Andrew is an experienced engineer with a specialization in Machine Learning and Artificial Intelligence. He is passionate about programming, art, photography, and education. He has a Ph.D. in engineering.


  1. Hi, Andrew. Thanks for this wonderful write-up! Always super helpful and easy-to-follow. One thing I could never get working and is related to this tutorial is getting Instruct Pix2Pix to be implemented in ComfyUI. Any chance you could add that to your list to cover?

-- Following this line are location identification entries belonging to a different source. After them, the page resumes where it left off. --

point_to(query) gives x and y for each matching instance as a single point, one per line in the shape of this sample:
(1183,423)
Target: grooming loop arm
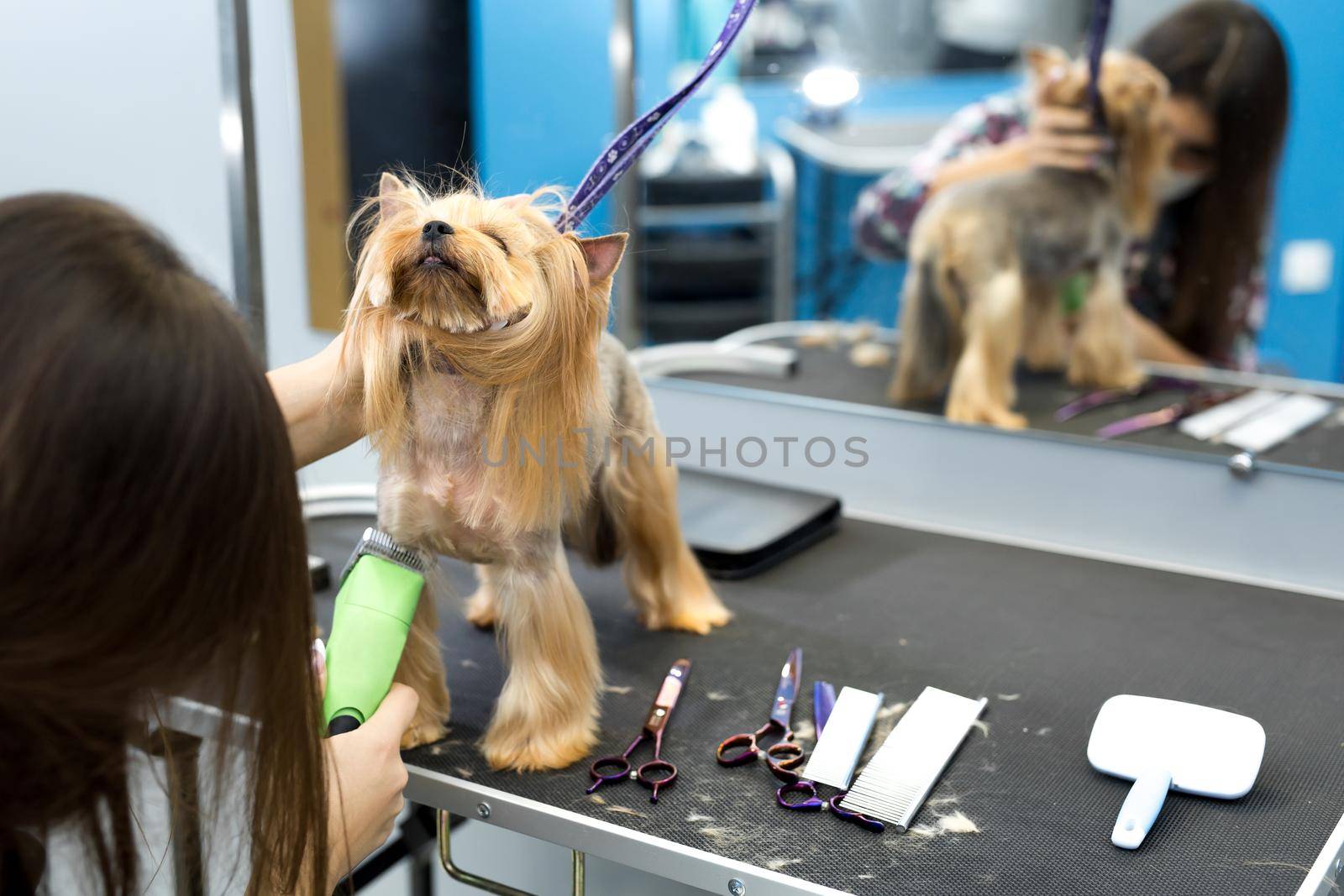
(445,857)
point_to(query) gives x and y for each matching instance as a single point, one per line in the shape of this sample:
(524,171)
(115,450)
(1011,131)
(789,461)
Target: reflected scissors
(658,772)
(784,757)
(823,701)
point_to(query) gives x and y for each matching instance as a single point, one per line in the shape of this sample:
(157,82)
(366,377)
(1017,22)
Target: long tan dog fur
(990,258)
(506,417)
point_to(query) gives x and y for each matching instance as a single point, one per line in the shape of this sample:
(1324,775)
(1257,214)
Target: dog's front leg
(480,609)
(546,716)
(983,387)
(665,580)
(423,668)
(1043,343)
(1104,351)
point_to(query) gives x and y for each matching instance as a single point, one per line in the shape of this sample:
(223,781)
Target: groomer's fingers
(1073,161)
(394,716)
(1063,118)
(319,658)
(1077,144)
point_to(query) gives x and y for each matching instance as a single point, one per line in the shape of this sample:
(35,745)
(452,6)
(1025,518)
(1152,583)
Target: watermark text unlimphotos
(750,452)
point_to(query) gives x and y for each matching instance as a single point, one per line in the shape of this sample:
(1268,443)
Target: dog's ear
(602,254)
(1046,63)
(391,195)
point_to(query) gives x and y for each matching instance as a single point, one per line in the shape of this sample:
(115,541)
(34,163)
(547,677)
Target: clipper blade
(381,544)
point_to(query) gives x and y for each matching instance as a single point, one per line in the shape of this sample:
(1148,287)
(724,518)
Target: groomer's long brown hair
(1226,55)
(152,540)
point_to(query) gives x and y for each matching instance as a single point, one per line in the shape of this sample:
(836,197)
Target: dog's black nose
(436,230)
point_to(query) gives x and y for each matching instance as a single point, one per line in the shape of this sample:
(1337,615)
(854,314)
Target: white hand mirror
(1164,745)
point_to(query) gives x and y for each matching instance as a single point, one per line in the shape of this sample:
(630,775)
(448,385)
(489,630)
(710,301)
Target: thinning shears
(823,701)
(658,772)
(783,757)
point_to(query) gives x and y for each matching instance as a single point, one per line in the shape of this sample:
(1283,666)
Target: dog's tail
(931,331)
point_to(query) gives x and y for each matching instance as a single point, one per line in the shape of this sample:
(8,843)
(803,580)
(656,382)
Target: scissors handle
(811,804)
(655,774)
(745,743)
(618,770)
(859,819)
(784,759)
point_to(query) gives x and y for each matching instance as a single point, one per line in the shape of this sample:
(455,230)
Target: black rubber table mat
(1047,638)
(826,372)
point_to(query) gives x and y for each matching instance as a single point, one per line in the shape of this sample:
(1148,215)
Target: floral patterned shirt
(886,211)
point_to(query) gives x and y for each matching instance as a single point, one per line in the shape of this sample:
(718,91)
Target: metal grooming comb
(843,738)
(909,763)
(381,546)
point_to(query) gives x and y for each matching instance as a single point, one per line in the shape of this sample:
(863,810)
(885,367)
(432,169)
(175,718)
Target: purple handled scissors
(784,757)
(823,701)
(658,772)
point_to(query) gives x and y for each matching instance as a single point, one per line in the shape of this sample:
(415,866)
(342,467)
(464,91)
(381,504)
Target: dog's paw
(699,620)
(1000,417)
(480,609)
(423,732)
(512,747)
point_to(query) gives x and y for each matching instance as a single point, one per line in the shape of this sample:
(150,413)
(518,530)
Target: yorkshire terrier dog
(990,258)
(506,419)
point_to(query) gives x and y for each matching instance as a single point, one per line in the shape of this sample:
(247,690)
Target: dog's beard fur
(504,265)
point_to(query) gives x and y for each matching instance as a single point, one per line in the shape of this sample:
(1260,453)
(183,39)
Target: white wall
(121,101)
(100,100)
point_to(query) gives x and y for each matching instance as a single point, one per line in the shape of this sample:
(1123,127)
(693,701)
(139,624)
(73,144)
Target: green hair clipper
(376,600)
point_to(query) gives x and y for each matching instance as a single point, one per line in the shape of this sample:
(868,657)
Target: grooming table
(1045,637)
(828,374)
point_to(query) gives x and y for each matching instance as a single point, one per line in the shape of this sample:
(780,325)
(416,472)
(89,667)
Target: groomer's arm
(320,398)
(1153,344)
(1058,137)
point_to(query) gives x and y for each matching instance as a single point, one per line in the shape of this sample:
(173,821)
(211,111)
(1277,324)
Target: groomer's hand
(365,782)
(1063,137)
(322,399)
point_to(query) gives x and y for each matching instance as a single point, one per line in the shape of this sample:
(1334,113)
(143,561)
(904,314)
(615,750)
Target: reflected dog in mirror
(506,418)
(994,261)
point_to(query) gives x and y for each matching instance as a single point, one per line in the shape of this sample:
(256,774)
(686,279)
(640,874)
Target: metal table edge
(595,837)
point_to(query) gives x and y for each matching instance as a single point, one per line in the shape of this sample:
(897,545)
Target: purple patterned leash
(1095,46)
(631,143)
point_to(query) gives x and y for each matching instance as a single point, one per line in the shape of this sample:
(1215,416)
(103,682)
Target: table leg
(445,857)
(181,752)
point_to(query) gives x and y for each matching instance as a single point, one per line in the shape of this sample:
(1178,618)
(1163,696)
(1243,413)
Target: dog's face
(461,262)
(1132,96)
(1132,90)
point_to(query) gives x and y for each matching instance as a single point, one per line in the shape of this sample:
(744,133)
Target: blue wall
(1304,333)
(542,101)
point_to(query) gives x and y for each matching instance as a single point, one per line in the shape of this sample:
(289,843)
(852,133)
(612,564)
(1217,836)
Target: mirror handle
(1142,806)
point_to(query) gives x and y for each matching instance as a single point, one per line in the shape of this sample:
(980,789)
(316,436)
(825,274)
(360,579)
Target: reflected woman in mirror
(1196,286)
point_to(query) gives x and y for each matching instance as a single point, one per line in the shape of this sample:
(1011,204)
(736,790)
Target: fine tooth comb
(894,785)
(843,738)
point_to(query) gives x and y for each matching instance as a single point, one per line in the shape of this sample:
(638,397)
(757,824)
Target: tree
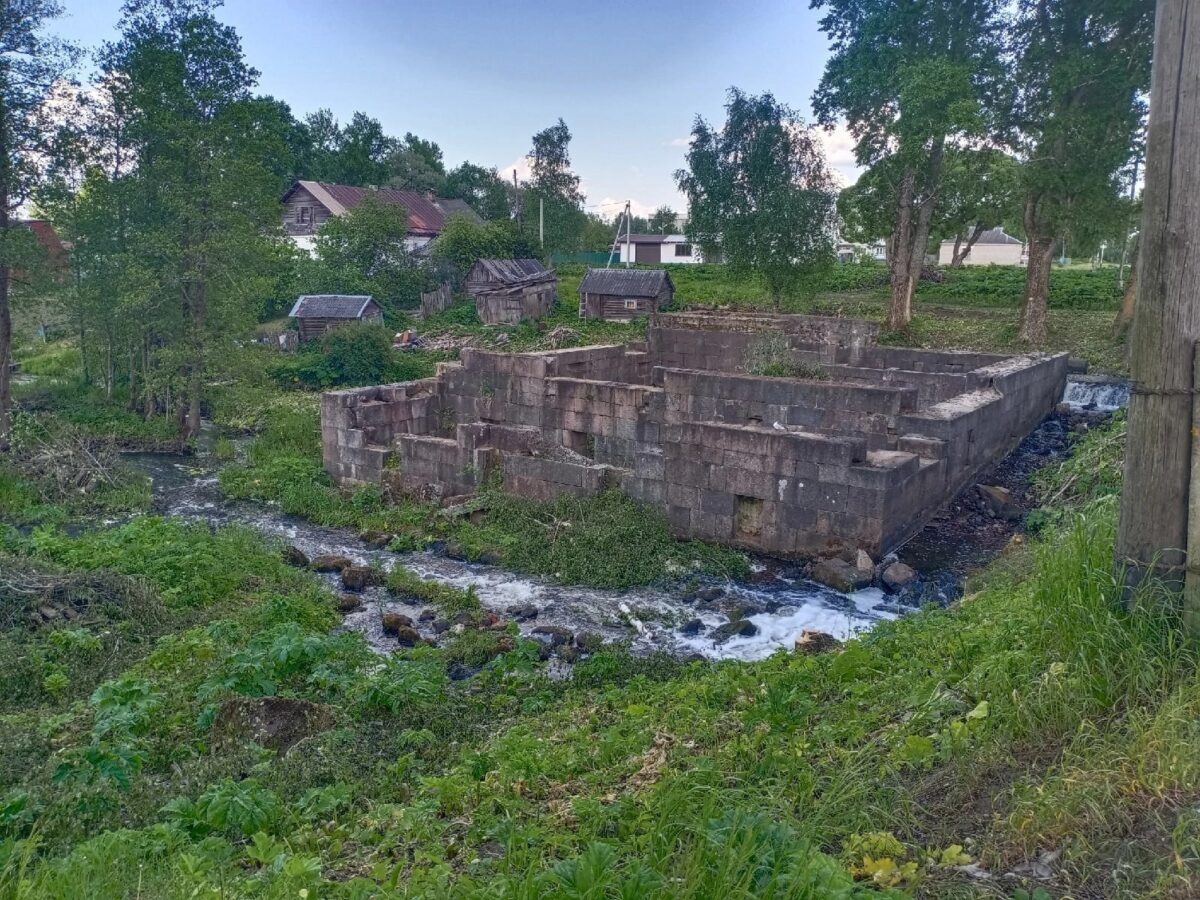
(1157,533)
(979,191)
(31,64)
(201,215)
(1084,66)
(415,165)
(484,191)
(910,79)
(463,243)
(759,191)
(552,195)
(364,252)
(664,220)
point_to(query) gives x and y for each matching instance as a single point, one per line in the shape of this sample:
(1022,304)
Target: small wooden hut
(317,313)
(511,291)
(624,294)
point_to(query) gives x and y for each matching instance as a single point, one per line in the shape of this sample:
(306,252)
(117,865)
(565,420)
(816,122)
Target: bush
(1005,286)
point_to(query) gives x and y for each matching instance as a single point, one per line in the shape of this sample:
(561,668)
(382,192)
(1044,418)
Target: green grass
(1039,713)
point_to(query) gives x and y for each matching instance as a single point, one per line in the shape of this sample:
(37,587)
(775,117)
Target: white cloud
(839,147)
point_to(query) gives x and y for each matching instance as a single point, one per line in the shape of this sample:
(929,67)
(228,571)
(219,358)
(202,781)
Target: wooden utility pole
(1152,537)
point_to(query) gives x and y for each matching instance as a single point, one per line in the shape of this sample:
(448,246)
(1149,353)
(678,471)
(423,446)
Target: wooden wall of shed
(606,306)
(303,197)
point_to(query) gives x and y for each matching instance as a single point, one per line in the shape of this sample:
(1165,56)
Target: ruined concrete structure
(857,455)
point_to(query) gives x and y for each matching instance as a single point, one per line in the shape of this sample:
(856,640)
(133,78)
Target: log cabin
(623,294)
(307,205)
(317,313)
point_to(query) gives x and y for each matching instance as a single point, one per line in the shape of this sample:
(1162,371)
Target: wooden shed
(624,293)
(511,291)
(317,313)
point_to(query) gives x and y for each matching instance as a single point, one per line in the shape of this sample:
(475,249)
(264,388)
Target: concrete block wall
(856,461)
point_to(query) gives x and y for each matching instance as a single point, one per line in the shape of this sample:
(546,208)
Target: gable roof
(331,306)
(508,270)
(426,215)
(625,282)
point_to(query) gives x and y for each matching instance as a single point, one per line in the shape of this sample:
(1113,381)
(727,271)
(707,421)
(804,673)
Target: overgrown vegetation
(984,733)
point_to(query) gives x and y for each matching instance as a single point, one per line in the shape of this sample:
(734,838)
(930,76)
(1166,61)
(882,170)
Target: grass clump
(450,600)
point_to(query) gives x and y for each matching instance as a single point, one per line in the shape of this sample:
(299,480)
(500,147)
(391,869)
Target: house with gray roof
(317,313)
(623,294)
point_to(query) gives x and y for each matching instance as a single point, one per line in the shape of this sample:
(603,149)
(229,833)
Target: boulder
(330,563)
(1000,502)
(523,612)
(349,603)
(274,723)
(407,636)
(840,575)
(358,577)
(552,635)
(898,576)
(375,540)
(588,641)
(393,622)
(816,641)
(738,628)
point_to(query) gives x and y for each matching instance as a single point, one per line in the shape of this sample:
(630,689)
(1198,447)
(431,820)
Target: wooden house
(511,291)
(624,294)
(317,313)
(307,205)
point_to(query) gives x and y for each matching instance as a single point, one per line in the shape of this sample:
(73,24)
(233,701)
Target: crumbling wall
(791,467)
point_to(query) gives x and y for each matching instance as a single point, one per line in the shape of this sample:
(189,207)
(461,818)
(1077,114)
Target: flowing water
(777,599)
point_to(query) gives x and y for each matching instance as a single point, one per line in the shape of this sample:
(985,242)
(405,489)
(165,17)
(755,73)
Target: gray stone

  2. 2: What is the mechanism that prevents the inpainting models to work with workflow 1 on this page? Thought that the base (non-inpaiting) and the inpainting models differ only in the training (fine-tuning) data and either model should be able to produce inpainting output when using identical input. But, when using workflow 1, I observe that the inpainting model essentially restores the original input, even if I set the de/noising strength to 1.0. How should the original input leak to the output even though it was supposed to be wiped for the area specified by the mask? And how exactly these two types of models are implemented differently (aside from the training data)?

    1. The inpainting model needs an extra image conditioning. The only way to setup the conditioning correctly is to use the VAE (inpaint) node. The output is the same as the original because the workflow failed to use the inpainting model correctly.

  3. Andrew, could you advise on the following points?

    1: where to download from the exact same models that you are using in these samples? This is the closest that I can find for V5.1 inapaintig. But even if I select the V5.1-inpainting (VAE) model in the upper tab, the model that gets downloaded is realisticVisionV60B1_v51VAE-inpainting.safetensors and not realisticVisionV51B1_v51VAE-inpainting.safetensors. Is there any place where I can find the 5.1 model? Same question for the “non-inpaiting” variant.